Gary had scored a special interview room, private except for a window in the door. He tossed down his leather briefcase. Same as everything else in the jail, the table and chairs were overbuilt and ugly, like Soviet furniture.
The air smelled of disinfectant, sweat, and fear. Gary rubbed his eyes. It was early, barely seven o’clock, on the Tuesday after we’d met. We’d be permitted an hour to spend with Eileen, then go back to jury selection in court. This too was a special break: the other lawyers had to wait until nine-thirty to see their clients.
As we waited for the female deputy to retrieve Eileen Te
naway, Gary said, “Now, you’ll have carte blanche with her, except for one ground rule.”
“Yes?”
“You’re not to ask her about the night of Gabriella’s death.”
I dropped my hands.
“She doesn’t want to discuss it.”
“But Gary, how’m I supposed to—”
“Rita, that’s it.” His voice was hard right then, and I realized I sort of liked it. I liked that he felt he could be tough on me.
When she passed through the door, which was held by a deputy who couldn’t wait to slam it, Eileen squinted like a mole, and Gary said her name in a hearty voice.
She was not shackled. The deputy watched from the window. “The officer can’t hear us unless we shout,” Gary said. Eileen shook Gary’s hand and turned to me, still squinting. Gary introduced us and I grasped her hand with as much warmth as I could, even though my heart was pounding and my hands clammy. The fluorescent light bounced around greenishly to illuminate every line in our faces, every scratch on the table, every grain of grit on the floor.

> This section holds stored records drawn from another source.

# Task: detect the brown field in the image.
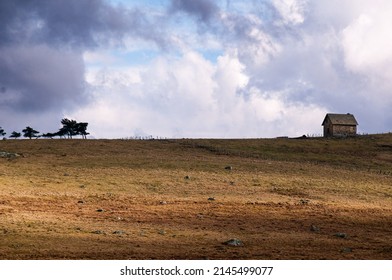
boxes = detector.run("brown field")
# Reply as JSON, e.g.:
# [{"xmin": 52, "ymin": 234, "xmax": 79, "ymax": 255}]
[{"xmin": 0, "ymin": 134, "xmax": 392, "ymax": 260}]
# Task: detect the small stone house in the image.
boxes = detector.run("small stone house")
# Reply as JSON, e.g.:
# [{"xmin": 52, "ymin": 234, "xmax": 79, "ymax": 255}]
[{"xmin": 322, "ymin": 114, "xmax": 358, "ymax": 137}]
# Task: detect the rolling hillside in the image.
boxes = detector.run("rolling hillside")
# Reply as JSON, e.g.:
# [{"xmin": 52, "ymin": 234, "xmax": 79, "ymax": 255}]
[{"xmin": 0, "ymin": 134, "xmax": 392, "ymax": 259}]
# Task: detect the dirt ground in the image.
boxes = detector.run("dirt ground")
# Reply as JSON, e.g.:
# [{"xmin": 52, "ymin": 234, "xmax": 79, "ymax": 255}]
[{"xmin": 0, "ymin": 140, "xmax": 392, "ymax": 260}]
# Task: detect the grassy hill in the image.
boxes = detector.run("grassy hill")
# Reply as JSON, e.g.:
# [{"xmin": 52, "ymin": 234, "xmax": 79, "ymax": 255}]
[{"xmin": 0, "ymin": 134, "xmax": 392, "ymax": 259}]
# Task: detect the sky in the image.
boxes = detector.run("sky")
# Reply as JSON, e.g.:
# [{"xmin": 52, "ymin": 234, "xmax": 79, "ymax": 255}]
[{"xmin": 0, "ymin": 0, "xmax": 392, "ymax": 138}]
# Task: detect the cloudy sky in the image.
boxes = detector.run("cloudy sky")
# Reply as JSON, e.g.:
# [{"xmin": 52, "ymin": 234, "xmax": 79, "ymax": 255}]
[{"xmin": 0, "ymin": 0, "xmax": 392, "ymax": 138}]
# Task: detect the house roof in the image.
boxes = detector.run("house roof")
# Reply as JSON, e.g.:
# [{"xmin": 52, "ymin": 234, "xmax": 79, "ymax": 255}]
[{"xmin": 322, "ymin": 114, "xmax": 358, "ymax": 125}]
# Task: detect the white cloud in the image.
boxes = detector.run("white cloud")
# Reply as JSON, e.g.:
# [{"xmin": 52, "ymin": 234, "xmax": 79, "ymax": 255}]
[
  {"xmin": 70, "ymin": 50, "xmax": 325, "ymax": 138},
  {"xmin": 272, "ymin": 0, "xmax": 308, "ymax": 25}
]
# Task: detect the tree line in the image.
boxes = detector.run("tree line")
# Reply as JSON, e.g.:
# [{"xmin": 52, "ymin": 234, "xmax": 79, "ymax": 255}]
[{"xmin": 0, "ymin": 118, "xmax": 90, "ymax": 139}]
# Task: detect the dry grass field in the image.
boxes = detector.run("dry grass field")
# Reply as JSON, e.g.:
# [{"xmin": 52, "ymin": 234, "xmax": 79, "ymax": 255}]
[{"xmin": 0, "ymin": 134, "xmax": 392, "ymax": 260}]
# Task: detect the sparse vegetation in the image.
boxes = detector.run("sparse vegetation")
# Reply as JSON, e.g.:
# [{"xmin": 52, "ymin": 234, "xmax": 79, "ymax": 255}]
[{"xmin": 0, "ymin": 134, "xmax": 392, "ymax": 259}]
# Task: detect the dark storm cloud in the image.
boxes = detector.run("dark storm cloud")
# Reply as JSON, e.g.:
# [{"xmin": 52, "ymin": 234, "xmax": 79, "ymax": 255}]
[
  {"xmin": 171, "ymin": 0, "xmax": 219, "ymax": 22},
  {"xmin": 0, "ymin": 45, "xmax": 85, "ymax": 112},
  {"xmin": 0, "ymin": 0, "xmax": 165, "ymax": 47},
  {"xmin": 0, "ymin": 0, "xmax": 168, "ymax": 116}
]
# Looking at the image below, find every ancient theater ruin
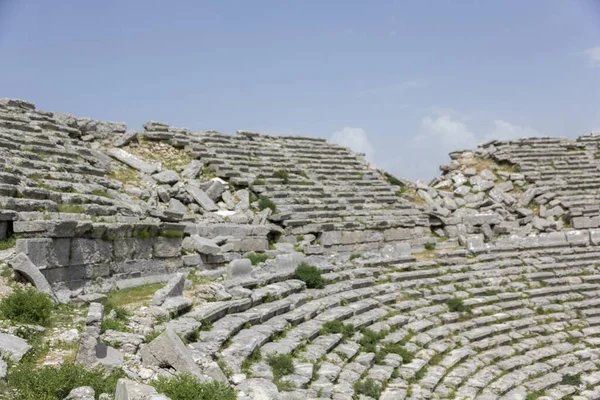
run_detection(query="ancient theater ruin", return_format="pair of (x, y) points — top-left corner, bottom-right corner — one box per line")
(0, 99), (600, 400)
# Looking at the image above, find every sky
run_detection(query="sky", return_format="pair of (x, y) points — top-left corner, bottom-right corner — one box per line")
(0, 0), (600, 181)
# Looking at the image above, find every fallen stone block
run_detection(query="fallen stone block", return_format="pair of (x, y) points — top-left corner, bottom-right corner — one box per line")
(152, 273), (185, 306)
(181, 160), (204, 179)
(108, 148), (161, 175)
(0, 333), (32, 363)
(139, 329), (206, 380)
(75, 303), (123, 369)
(182, 235), (221, 254)
(115, 379), (170, 400)
(152, 169), (179, 185)
(10, 253), (58, 303)
(113, 130), (137, 147)
(227, 258), (252, 279)
(185, 185), (219, 211)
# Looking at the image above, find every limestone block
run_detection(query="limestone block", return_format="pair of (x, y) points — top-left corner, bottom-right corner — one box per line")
(182, 235), (221, 254)
(113, 130), (137, 147)
(0, 333), (32, 363)
(152, 169), (179, 185)
(185, 184), (219, 211)
(154, 237), (181, 258)
(181, 160), (204, 179)
(15, 238), (52, 268)
(108, 148), (161, 175)
(139, 329), (205, 380)
(227, 258), (252, 279)
(152, 273), (185, 306)
(69, 238), (112, 265)
(115, 378), (170, 400)
(10, 253), (56, 301)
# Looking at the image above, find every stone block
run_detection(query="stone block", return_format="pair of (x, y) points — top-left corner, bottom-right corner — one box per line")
(69, 238), (112, 265)
(108, 148), (161, 175)
(139, 329), (206, 380)
(153, 237), (181, 258)
(115, 379), (169, 400)
(233, 237), (269, 252)
(10, 253), (56, 301)
(15, 238), (50, 268)
(182, 235), (221, 254)
(152, 273), (185, 306)
(227, 258), (252, 279)
(185, 184), (219, 211)
(181, 254), (203, 267)
(0, 333), (32, 363)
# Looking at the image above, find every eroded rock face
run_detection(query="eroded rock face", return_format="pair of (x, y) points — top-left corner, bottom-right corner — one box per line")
(5, 100), (600, 400)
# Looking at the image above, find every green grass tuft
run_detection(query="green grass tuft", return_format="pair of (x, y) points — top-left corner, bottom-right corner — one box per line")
(0, 287), (54, 325)
(152, 374), (237, 400)
(296, 263), (325, 289)
(4, 363), (125, 400)
(244, 253), (269, 265)
(354, 378), (381, 400)
(258, 196), (277, 214)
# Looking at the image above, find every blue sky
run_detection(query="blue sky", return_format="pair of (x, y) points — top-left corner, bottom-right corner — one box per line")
(0, 0), (600, 179)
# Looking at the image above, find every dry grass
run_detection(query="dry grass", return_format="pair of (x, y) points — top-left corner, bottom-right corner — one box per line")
(401, 187), (426, 205)
(106, 162), (140, 184)
(123, 136), (192, 171)
(459, 157), (518, 174)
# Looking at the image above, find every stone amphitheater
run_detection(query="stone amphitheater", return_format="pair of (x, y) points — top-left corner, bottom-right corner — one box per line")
(0, 99), (600, 400)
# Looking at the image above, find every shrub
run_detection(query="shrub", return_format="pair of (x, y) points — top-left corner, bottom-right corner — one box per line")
(379, 343), (414, 364)
(560, 374), (581, 386)
(273, 169), (290, 185)
(56, 204), (85, 214)
(242, 349), (262, 375)
(258, 196), (277, 214)
(446, 298), (468, 312)
(425, 243), (435, 251)
(267, 354), (294, 378)
(354, 378), (381, 400)
(321, 320), (354, 338)
(244, 253), (269, 265)
(5, 363), (125, 400)
(296, 263), (325, 289)
(152, 374), (237, 400)
(0, 287), (54, 325)
(385, 172), (404, 187)
(0, 236), (17, 251)
(160, 231), (185, 239)
(358, 328), (388, 353)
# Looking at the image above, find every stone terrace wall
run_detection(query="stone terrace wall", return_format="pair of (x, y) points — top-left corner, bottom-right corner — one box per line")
(180, 131), (430, 253)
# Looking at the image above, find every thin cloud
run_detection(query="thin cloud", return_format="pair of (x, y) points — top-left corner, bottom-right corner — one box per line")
(583, 46), (600, 67)
(329, 126), (375, 163)
(356, 79), (429, 97)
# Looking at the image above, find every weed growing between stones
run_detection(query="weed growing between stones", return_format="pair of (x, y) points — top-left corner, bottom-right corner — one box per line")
(0, 287), (54, 325)
(56, 204), (85, 214)
(446, 298), (468, 312)
(0, 236), (17, 251)
(0, 363), (125, 400)
(258, 196), (277, 214)
(244, 253), (269, 265)
(296, 262), (325, 289)
(358, 328), (388, 353)
(321, 320), (354, 339)
(354, 378), (381, 400)
(273, 169), (290, 185)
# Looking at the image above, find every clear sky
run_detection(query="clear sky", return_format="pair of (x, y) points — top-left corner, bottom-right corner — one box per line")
(0, 0), (600, 179)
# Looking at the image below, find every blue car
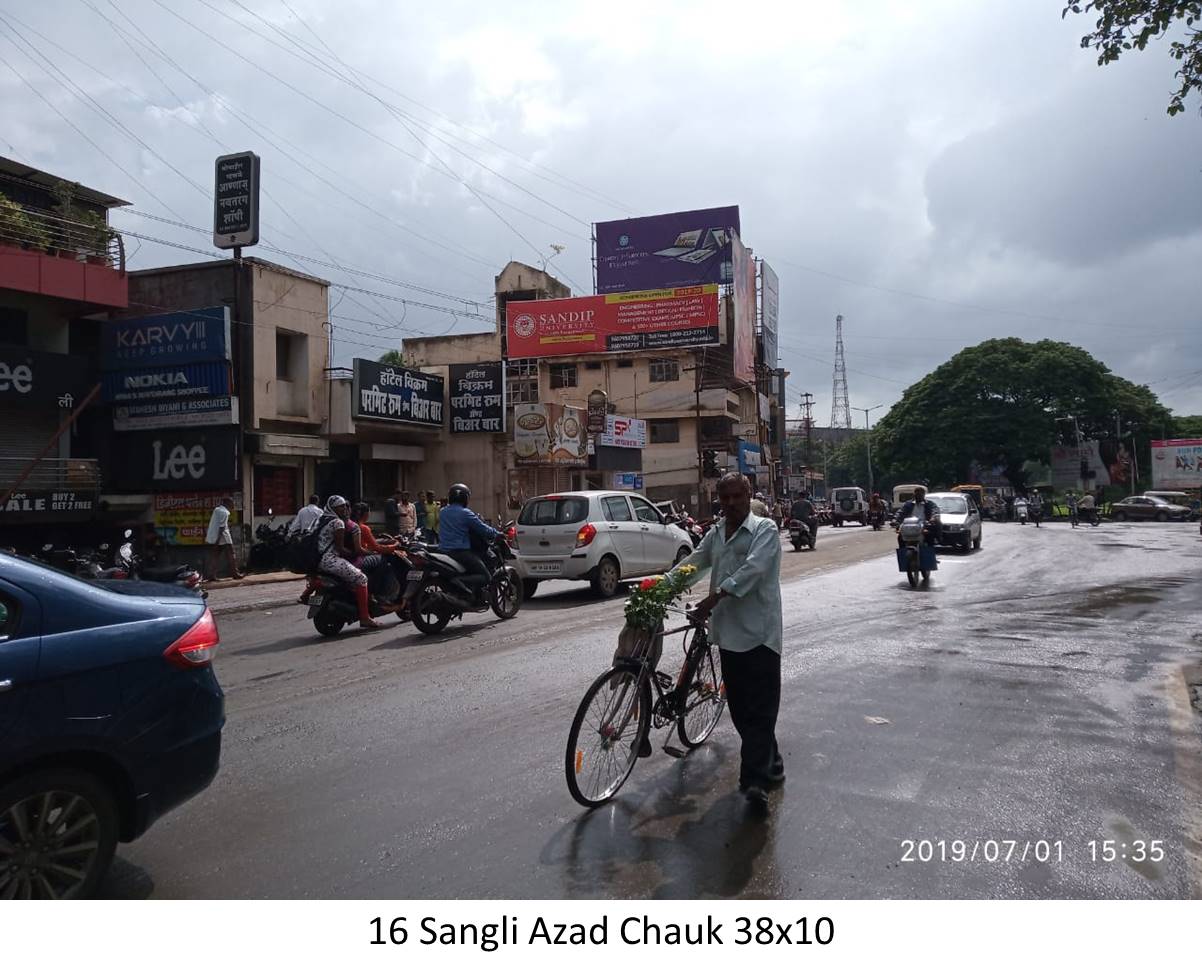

Gary had spoken to her yesterday about me, he’d said, so I asked, “Are you into Gary’s plan, Eileen?”
Ignoring me, she said to Gary, “I bet you forgot to bring what I asked you for, didn’t you?”
He flipped open his briefcase. “No, I didn’t forget. Here it is.” He drew out a framed photograph, which I hadn’t noticed when the deputies were searching our stuff and us. “The studio still had the negatives,” he added.
Jail time is a type of anti-cosmetic, I realized: a jail is an anti-spa. You go there and your looks coarsen, your body slackens. Eileen Tenaway had suffered its effects now for several months, and it showed. Yet she’d started with such a surplus of beauty, at age thirty-four and behind bars she was still caviar to most other women’s ground chuck.
Eileen Tenaway took the photo from Gary and as she looked at it, I looked at her and thought about her public image. She’d always been more of an East Coast beauty than a West Coast one. You know, she dyed her hair blond, but not too light, and she wore it sleek and symmetrical, often in upswept knots. Her makeup had been more subtle than startling, her wardrobe more Beacon Hill than Beverly Hills, though that’s where the Tenaways lived. She’d had an expensive, understated look that actually drew more attention than if she’d been a Hollywood clone wife.